Here we are, with the first piece of legislation to come back after the House of Representatives passed legislation relating to the greatest moral challenge of our time, the flawed ETS, and we are dealing with this broken promise instead of dealing with the emissions trading scheme. Where is the emissions trading scheme on the list? It is way down, and I suspect that the Labor Party, in its caucus, is getting increasing uncomfortable about the lack of popularity and the fact that people across Australia are starting to understand what a dog of a scheme the ETS is, that great big new tax which Labor wants to impose on everyone.

Why are we dealing with this now, even though the government already knows that it does not have the support of the Senate for it? The reason we are dealing with it is politics as the government just wants to collect another double dissolution trigger. This is not about health, this is not about doing the right thing by our health system and this is not about making sure the people across Australia can have timely and affordable access to quality hospital care. This is about the Rudd Labor government’s political strategy. It is about covering up that it is all talk and no action; it is about running away because it wants to try to get away from the impact of the emissions trading scheme. I am sure that right now behind the scenes in the Prime Minister’s office there are people—the hollowmen of the Prime Minister’s office—plotting and scheming how they can get their heads out of the noose as far as the emissions trading scheme is concerned.
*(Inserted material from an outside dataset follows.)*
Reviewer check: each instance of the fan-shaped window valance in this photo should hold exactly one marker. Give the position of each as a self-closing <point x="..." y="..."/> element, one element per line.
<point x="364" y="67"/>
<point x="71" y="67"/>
We are dealing with a blatant broken promise. We are dealing with a bad, bad, bad public policy measure which will be bad for our health system. We are dealing with something that the Rudd Labor government promised emphatically before the last election it would not do. At the same time, the government has done absolutely nothing to deal with the many challenges of our health system. I say it again—and I conclude on this point: before the last election the government promised the world in health. Only Labor, according to the Prime Minister, had a plan to fix public hospitals. Prime Minister, where is your plan? When are you going to start implementing it? When are you going to start making decisions that will actually improve things in our public hospitals rather than pursuing this blatant, offensive, broken promise which will make things worse in our health system, not better? We are all waiting to see it. When you finally get around to making a decision about the review you had better make sure that there is some tangible action—some real decisions—rather than yet another bureaucratic process on the never-never. The people of Australia were promised that there would be some tangible improvements to our health system. So far, all they have had will make things worse. It is time that we got some real action rather than talk in the health portfolio.